La senadora de Michigan, Elissa Slotkin, declaró que recibió información sobre una posible autorización para que los fabricantes de automóviles chinos vendan vehículos en EE. UU. como parte de un acuerdo más amplio con China. Por ahora, se trata de rumores, no de una decisión adoptada por la administración.

Actualmente, el mercado estadounidense está prácticamente cerrado a los turismos chinos. Además de los altos aranceles, existen restricciones relacionadas con las tecnologías de vehículos conectados y el origen del software y hardware. En el Congreso, por el contrario, se está impulsando un proyecto de ley que debería consolidar la prohibición de la venta y producción de vehículos conectados relacionados con China.

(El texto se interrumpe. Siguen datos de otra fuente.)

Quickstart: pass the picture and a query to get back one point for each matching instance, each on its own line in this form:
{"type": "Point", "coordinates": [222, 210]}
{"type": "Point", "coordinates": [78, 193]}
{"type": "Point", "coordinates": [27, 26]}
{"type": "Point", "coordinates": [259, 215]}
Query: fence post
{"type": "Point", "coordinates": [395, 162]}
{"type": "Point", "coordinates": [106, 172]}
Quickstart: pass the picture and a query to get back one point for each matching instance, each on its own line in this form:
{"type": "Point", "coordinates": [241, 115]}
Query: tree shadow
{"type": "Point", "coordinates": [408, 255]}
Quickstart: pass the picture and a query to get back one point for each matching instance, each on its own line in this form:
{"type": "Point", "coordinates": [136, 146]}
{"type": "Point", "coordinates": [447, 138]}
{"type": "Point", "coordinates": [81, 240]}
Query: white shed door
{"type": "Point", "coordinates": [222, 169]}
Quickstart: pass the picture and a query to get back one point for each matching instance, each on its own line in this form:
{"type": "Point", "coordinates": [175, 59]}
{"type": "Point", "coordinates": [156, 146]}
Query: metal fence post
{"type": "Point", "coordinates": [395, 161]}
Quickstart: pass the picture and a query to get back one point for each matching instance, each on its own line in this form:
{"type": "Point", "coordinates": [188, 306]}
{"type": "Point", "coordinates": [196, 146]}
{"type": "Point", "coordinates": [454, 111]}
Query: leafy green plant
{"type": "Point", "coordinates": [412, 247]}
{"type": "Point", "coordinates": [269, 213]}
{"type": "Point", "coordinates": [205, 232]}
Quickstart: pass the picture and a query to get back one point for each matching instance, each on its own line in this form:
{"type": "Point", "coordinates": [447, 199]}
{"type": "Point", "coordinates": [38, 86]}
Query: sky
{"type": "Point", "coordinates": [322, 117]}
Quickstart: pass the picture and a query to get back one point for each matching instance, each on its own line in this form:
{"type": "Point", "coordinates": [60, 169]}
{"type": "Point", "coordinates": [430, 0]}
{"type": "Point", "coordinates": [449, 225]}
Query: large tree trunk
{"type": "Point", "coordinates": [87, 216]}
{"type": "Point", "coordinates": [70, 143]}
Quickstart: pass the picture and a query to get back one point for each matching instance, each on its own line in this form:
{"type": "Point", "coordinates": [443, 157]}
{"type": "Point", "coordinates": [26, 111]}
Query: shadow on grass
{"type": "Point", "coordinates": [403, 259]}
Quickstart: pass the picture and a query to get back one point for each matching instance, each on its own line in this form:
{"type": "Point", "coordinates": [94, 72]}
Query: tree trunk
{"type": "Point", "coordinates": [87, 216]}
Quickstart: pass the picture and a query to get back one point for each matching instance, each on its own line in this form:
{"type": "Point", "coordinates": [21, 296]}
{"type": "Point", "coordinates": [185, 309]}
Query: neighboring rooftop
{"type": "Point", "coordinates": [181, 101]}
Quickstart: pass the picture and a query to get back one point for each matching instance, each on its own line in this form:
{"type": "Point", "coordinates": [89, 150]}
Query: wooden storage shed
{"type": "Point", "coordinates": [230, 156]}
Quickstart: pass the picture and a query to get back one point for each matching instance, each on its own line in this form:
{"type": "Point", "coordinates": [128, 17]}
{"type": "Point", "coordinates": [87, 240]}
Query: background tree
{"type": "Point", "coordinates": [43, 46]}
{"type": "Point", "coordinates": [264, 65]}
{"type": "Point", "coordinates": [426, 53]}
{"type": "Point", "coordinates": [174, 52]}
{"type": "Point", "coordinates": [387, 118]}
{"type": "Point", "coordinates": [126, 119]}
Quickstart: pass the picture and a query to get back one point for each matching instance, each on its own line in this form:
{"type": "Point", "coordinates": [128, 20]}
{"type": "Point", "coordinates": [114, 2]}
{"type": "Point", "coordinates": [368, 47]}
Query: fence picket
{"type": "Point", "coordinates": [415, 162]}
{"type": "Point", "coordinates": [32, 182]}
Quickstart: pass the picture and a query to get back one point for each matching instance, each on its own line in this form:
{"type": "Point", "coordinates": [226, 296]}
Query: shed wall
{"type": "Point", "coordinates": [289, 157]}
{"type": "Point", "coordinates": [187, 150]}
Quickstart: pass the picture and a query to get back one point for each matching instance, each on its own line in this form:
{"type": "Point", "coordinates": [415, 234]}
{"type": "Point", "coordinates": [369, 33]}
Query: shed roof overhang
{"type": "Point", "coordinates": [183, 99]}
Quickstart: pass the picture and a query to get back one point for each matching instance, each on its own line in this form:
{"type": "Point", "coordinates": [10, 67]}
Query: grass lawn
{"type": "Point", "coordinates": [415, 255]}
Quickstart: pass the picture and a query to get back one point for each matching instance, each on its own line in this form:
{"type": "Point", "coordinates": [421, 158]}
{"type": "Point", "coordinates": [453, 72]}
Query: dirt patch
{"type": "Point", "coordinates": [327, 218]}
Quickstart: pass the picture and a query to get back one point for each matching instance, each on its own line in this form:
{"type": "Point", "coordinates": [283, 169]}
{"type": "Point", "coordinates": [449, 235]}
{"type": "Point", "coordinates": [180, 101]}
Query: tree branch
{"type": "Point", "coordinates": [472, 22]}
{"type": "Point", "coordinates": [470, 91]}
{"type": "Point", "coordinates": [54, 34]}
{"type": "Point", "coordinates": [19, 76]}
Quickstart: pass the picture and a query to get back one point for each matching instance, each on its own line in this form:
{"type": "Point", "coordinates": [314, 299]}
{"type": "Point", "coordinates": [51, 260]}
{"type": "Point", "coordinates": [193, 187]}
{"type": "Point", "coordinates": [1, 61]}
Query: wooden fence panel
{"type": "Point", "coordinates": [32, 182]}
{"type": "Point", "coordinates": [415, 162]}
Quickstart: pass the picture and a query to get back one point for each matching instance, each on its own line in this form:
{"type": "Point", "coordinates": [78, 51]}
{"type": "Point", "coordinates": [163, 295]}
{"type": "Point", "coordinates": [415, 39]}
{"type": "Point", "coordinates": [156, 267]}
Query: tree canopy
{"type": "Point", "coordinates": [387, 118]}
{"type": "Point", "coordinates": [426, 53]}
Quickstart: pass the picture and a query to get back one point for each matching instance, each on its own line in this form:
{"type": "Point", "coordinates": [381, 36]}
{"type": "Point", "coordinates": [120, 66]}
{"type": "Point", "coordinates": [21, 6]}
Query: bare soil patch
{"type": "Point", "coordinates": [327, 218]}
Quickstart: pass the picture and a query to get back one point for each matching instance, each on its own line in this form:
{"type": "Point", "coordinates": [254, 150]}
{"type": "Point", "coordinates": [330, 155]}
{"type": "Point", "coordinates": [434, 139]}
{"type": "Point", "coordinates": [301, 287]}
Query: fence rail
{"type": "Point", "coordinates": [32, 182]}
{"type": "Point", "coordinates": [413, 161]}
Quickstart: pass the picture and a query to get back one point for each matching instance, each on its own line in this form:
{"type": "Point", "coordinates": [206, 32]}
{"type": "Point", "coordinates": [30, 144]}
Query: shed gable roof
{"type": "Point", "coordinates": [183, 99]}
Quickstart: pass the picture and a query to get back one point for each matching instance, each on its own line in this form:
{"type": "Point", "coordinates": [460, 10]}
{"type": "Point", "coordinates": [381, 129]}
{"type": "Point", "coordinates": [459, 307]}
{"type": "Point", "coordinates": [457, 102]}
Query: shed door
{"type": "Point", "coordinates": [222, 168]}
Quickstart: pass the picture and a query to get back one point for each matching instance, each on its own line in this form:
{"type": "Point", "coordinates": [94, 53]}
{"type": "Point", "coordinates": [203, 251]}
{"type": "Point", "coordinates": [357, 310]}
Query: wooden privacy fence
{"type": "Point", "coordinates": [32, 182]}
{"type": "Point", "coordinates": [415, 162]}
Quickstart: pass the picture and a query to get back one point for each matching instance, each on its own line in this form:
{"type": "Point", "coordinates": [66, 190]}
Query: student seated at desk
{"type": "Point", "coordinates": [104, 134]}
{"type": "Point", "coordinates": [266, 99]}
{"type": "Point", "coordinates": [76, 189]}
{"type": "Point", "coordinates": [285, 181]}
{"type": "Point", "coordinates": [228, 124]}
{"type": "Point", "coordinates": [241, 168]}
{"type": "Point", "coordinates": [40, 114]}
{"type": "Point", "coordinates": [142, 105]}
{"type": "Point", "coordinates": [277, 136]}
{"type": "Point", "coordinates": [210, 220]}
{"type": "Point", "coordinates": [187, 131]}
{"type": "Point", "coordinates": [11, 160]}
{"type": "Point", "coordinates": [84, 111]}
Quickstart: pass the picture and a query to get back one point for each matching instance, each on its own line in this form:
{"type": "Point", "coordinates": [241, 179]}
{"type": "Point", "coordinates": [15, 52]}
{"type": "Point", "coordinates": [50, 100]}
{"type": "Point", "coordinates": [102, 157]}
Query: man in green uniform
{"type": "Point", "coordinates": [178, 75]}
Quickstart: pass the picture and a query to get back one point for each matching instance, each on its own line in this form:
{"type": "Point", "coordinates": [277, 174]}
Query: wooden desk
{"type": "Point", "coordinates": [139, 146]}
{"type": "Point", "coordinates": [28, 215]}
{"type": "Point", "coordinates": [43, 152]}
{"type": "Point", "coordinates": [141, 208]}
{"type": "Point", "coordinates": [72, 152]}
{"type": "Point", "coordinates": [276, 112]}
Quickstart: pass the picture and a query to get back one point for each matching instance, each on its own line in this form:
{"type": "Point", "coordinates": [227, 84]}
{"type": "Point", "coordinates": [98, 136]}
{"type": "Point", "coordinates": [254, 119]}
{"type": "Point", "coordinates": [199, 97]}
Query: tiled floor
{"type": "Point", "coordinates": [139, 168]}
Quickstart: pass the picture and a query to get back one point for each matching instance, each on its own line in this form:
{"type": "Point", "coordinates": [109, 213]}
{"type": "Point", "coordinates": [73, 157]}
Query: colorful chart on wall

Si las reglas cambian, la principal consecuencia será la aparición en el mercado estadounidense de fabricantes que ya han acumulado una experiencia significativa en vehículos eléctricos, baterías y software. Las empresas chinas pueden competir no solo por el precio, sino también por la velocidad de actualización de los modelos y el nivel de los sistemas electrónicos.
Por ahora, no hay confirmación de que la Casa Blanca esté realmente dispuesta a permitir la importación de coches chinos. Además, la industria automotriz de EE. UU. recientemente instó al Congreso a evitar tal escenario y a consolidar definitivamente las restricciones hasta finales de 2026.